ST. LOUIS _ Los Angeles Rams owner Stan Kroenke, his team and the National Football League want the U.S. Supreme Court to hear why a lawsuit over the team's 2016 departure from St. Louis should be settled behind closed doors.
A day after the Missouri Supreme Court ruled the relocation lawsuit should be decided in a St. Louis courtroom _ and not in arbitration _ Kroenke's lawyers filed a motion to halt the court's order until they can make their pitch to the nation's highest court.
Kroenke's lawyers said the Missouri high court's ruling will cause "irreparable harm" to the Rams by denying the team's "bargained-for right to resolve this case outside of court in an efficient and cost-saving manner."
The lawsuit _ the biggest of four filed by fans and government entities after the team's exodus _ was filed 15 months after the Rams left. The dome authority, St. Louis and St. Louis County sued the Rams, the NFL and 31 other NFL teams and owners alleging breach of contract, fraud, illegal enrichment and interference in business by the Rams and the NFL, causing significant public financial loss.
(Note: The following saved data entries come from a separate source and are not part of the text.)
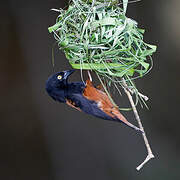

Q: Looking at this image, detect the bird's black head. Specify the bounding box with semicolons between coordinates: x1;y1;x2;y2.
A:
45;70;75;102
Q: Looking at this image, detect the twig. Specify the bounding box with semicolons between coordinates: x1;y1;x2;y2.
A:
122;78;154;171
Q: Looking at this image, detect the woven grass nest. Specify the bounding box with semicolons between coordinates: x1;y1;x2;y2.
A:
48;0;157;107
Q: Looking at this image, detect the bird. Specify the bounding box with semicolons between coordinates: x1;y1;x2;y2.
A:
45;70;142;132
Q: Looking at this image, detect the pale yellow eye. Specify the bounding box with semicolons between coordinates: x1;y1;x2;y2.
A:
57;75;62;80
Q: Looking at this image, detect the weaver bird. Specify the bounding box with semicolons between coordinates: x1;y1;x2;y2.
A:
46;70;142;132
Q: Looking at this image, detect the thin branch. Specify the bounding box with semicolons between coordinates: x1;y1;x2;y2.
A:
122;78;154;171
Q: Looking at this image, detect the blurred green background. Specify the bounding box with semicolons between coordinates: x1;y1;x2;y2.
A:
0;0;180;179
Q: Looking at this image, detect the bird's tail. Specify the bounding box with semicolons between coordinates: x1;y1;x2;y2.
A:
113;110;143;133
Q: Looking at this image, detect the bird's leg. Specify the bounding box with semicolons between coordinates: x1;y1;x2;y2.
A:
87;70;92;82
66;100;81;111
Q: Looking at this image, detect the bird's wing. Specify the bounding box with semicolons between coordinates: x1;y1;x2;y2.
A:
83;79;141;131
83;80;118;118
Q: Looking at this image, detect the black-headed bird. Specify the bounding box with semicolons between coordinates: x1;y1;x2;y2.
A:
46;70;142;132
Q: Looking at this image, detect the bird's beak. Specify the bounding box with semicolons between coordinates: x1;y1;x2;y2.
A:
63;69;75;79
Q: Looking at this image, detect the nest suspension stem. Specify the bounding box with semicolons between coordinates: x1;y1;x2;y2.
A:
122;78;154;171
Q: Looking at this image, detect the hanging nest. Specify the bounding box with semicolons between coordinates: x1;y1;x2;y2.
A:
48;0;157;108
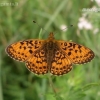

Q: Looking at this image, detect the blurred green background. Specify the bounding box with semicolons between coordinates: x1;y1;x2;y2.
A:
0;0;100;100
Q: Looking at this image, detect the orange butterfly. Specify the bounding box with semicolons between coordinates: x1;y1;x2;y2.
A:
6;32;95;75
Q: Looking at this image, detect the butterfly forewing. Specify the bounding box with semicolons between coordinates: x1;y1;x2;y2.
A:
57;41;95;64
6;39;44;62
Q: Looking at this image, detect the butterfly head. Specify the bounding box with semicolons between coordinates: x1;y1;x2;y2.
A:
48;32;55;40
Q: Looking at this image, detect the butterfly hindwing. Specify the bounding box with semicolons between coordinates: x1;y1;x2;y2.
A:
50;50;72;75
25;49;48;75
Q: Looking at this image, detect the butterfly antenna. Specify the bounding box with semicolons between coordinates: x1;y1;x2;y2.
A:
53;24;73;36
33;21;48;34
61;24;73;32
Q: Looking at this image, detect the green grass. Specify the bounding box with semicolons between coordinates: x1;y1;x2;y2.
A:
0;0;100;100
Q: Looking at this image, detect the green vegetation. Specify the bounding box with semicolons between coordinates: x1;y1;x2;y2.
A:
0;0;100;100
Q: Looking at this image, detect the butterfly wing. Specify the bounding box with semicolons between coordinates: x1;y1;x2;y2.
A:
50;50;72;75
25;49;48;75
6;39;44;62
57;41;95;64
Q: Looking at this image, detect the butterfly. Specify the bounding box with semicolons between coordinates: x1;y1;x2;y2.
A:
6;32;95;75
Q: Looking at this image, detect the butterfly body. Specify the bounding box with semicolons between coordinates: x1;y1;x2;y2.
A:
6;32;95;75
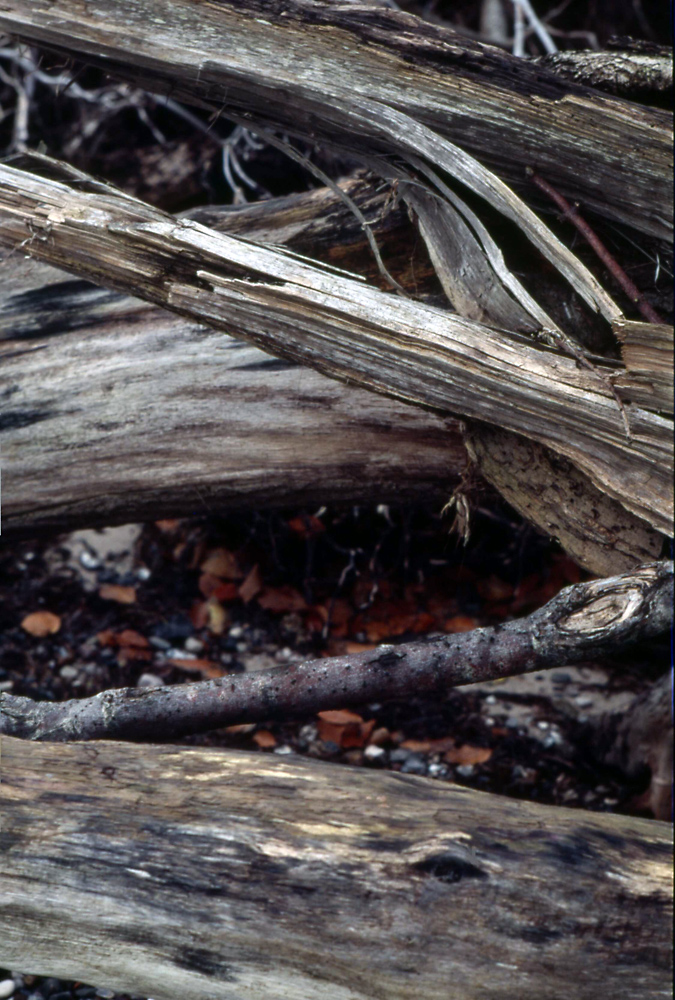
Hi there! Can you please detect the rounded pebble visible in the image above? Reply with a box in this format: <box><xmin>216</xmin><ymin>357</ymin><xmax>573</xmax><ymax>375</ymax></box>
<box><xmin>0</xmin><ymin>980</ymin><xmax>15</xmax><ymax>1000</ymax></box>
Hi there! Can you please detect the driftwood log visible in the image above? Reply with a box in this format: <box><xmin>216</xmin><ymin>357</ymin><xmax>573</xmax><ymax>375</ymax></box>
<box><xmin>0</xmin><ymin>0</ymin><xmax>670</xmax><ymax>241</ymax></box>
<box><xmin>1</xmin><ymin>734</ymin><xmax>672</xmax><ymax>1000</ymax></box>
<box><xmin>0</xmin><ymin>155</ymin><xmax>672</xmax><ymax>542</ymax></box>
<box><xmin>0</xmin><ymin>177</ymin><xmax>466</xmax><ymax>534</ymax></box>
<box><xmin>1</xmin><ymin>175</ymin><xmax>665</xmax><ymax>575</ymax></box>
A lawyer for the plaintiffs could not immediately be reached Thursday.
Kroenke's appeal faces long odds of reaching the nation's highest court, which hears only a sliver of the thousands of petitions it receives per year.
Three courts have already ruled against Kroenke:
St. Louis Circuit Court ruled against Kroenke's motion to transfer the case to arbiters in December 2017.
A Missouri appeals court decided in April that said the Rams couldn't resolve the lawsuit in arbitration based on the language of the team's 1995 lease agreement.
And, on Tuesday, the Missouri Supreme Court again denied Kroenke's appeal.